Last night the season finale of American Crime Story: The People v. O.J. Simpson aired on FX. While we knew what the jury would decide, the intrigue of ‘The Verdict’ and the entire 10 episode series has been the humanity and chilling relevance in which the case of O.J. Simpson was portrayed.
Spoiler Alert if you didn’t watch the finale and/ or weren’t alive in 1994.
Marcia Clark (the perfect Sarah Paulson) and Chris Darden (breakout Sterling K. Brown) summarized not only the damning body of evidence against Simpson (Cuba Gooding Jr.) but the surrounding issue of corrupt police and racism that the case had become about, insisting one did not dictate the other. Inevitably the jury, in nearly record time, decided that Simpson was not guilty. The episode did not end there.
A strength of American Crime has been its ability to imbue characters with actual arcs into real, documented events, and even reveal crucial details of the case that most didn’t know. Clark and Darden’s final exchange captured this perfectly. As Darden tells Clark he’s going to resign (the real- life Darden went on to teach law and eventually open up his own firm), Clark tells him that to do what they do, maybe you need something to avenge. She then reveals that she was raped when she was 17. “There’s a deeper connection that she had to being a woman who had been abused, who had been literally raped,” Paulson told Variety. “She had connective tissue to cases in her life where things like this came up.”

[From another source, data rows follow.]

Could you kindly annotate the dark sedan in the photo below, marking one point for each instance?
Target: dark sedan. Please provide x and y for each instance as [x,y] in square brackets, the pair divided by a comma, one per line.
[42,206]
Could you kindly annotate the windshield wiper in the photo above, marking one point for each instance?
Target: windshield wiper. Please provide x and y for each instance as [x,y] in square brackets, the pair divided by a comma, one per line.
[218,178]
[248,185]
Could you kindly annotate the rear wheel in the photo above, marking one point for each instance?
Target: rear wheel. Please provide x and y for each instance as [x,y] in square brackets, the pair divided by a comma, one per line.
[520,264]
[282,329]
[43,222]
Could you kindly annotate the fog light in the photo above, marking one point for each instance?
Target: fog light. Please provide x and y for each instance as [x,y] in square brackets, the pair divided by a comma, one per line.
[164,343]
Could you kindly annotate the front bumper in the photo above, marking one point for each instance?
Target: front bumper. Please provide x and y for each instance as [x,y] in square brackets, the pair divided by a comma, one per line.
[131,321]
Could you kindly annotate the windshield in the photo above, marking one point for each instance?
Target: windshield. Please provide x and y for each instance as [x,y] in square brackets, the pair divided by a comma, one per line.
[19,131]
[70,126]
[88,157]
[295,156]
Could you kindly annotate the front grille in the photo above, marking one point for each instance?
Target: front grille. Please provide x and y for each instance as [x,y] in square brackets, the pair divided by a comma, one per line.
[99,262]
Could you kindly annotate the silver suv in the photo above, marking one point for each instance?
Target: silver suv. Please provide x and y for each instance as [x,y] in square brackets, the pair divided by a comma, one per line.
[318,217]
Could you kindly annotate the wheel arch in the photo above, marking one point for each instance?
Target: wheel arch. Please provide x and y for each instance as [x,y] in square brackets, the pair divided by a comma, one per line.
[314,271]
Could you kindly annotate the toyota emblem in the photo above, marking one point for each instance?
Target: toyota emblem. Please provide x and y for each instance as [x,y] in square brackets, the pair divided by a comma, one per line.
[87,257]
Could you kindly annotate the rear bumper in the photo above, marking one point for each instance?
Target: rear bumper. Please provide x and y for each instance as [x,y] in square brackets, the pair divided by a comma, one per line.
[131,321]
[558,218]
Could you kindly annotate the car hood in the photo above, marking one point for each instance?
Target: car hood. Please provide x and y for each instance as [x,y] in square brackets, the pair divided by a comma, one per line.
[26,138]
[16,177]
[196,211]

As for the final scene of the episode, showrunner Ryan Murphy chose to bring it back to the controversial figure simultaneously at the center and entirely on the sideline of the series. Simpson throws a lavish party at his home, but it becomes apparent that while the jury exonerated him of his actions, the rest of the world wouldn’t. After best friend Robert Kardashian (David Schwimmer) leaves him, unable to ignore the evidence against him, Simpson is left standing outside of the party, alone, looking at a statue of himself from his glory days.
“This was a bit of a tragedy for everyone, even people who thought they were the victors at the time,” series co-writer Larry Karaszewski told The Hollywood Reporter.
Along with the issues of racism and sexism, American Crime Story has been bizarrely relevant with last month’s uncovering of O.J. Simpson’s possible knife and the announcement of the upcoming docuseries O.J. is Innocent on the Investigation Discover Cable Network.
The critical and commercial success of the anthology series has unsurprisingly guaranteed a second season. Executive producer Brad Simpson told E! News that the writers are already starting on season 2. The focus for the next crime story? Hurricane Katrina. “Katrina will be very different in that you won’t know the outcome. Who lives, who dies, it’s all going to be true stories.” As of right now, Courtney B. Vance, who played Simpson’s head defense lawyer Johnny Cochran, is the only cast member confirmed to appear next season. This marks the third returning anthology series for Murphy, who’s American Horror Story is going into its 6th season and Scream Queens into its 2nd season.